Assignment Two: Exercise 2.2: Focus on embellishment and risk taking in experimentation. Soft Edges

Exercise 2.2 – Soft Edges

I wanted to do something a little more unusual with this technique.  The basic understanding of it is seen detailed within my techniques folder.  It is quite an open subject, thus I can really tailor it to the theme of my work at this stage.  I once again used my previous drawing work to inspire me.  Obviously fabric is generally used in stitch.  However, what about other mediums, such as paper?  What about a handmade paper base?  Handmade paper makes a strong fabric like structure in some cases, thus I can see this working.  It can also be torn to suit the shape of the project.

I could combine this method with other fabric parts, thus creating a mixed media piece…..

I used my sewing machine, along with a dark drew thread to stitch the parts on.  See how no edge binding is seen, so neatening.  The parts have been stitched to secure and give shape.

Above.  Once I had secured the pieces on my machine I wondered if I could finish it, add something extra?  The handmade paper has a light texture and petals trapped inside.  But it is more or less one colour.  I used my Koh-I-Noor dyes to colour facial detail, add shadows etc.

What do I think?

–          This is obviously just one attempt at a varied technique.  However this one experiment has worked well.  I think the personalisation of the piece makes it personal, yet still experimental.  The shaping of the paper to make it look like a face, along with the painting of the paper, both merge well together…..

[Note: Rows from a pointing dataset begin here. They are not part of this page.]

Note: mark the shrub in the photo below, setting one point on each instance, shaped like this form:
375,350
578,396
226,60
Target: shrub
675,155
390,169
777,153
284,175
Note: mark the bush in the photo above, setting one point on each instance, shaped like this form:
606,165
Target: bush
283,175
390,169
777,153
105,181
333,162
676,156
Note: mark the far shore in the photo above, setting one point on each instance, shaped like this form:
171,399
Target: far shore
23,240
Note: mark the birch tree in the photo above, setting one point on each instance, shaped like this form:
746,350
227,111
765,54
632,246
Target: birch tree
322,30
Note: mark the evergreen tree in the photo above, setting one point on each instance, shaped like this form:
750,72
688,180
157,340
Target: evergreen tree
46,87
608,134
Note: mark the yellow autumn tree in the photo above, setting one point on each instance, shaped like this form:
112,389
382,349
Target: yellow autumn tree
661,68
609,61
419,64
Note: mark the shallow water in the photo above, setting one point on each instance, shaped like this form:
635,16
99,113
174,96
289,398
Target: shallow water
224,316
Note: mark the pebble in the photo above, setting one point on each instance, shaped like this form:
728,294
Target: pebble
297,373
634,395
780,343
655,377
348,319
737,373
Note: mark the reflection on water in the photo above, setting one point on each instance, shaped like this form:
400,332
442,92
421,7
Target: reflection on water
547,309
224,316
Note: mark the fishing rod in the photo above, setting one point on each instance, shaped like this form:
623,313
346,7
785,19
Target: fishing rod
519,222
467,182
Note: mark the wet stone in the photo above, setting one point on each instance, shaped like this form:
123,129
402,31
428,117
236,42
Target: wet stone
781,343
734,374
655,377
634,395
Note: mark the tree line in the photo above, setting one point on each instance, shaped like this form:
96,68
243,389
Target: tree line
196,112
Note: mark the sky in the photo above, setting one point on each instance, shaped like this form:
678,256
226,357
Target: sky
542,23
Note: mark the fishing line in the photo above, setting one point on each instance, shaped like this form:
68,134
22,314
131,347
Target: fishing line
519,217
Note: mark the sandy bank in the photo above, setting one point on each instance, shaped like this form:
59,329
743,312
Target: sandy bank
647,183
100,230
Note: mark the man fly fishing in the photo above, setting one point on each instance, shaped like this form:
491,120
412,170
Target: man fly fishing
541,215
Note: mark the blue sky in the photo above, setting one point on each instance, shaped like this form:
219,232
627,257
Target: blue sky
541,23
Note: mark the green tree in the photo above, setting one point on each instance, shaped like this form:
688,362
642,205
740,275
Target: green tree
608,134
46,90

I scanned it into the computer to show a flattened version of it.  I really like the neck area with the painted parts.  They give shadow by using a blue and lilac colour dabbed in with the facial tones.

Given the chance this is a technique that I can imagine developing.  The materials chosen to applique with a soft edge are all quite personal.  The cheek is a shirt of my own, while the eye area is a brown paper bag from the shop “Lush”.

The actual handmade paper gives a lovely crepe feel, like skin?  It’s not perfect, the paper has character like a real human face.  Imagine this distressed, folded, manipulated?

One artist who I feel relates to this section….

Rhiannon Williams

A young graduate, Rhiannon Williams’s work has the process of hand stitching at the heart of her powerful and distinctive practice. Her latest work pays homage to her Welsh roots and “homesickness for a place to which you cannot return, a home which maybe never was…”.

I saw her work in Julia Triston’s book Contemporary applique.  It was the links with applique and collage which interested me. 

Within her MA work, she experimented with embroidery and print on clothing.  See this jacket above.  Could the idea of print and embellishment on clothing be something I look into in the future?

In the piece third in above, hard and soft edges are seen.  The skull with hard and the bird on top has the frayed edge which comes with soft edges.

What can I take from this artist? 

 As she has not been a practicing artist long, her style changes and is experimented with.  Look at the hexagonal printed piece above.  A very clever idea.  Will I play with text in my own work?  If I did, I think the main things I would focus on, are the self-penned poems, as these connect with my textile work and are often a point of inspiration.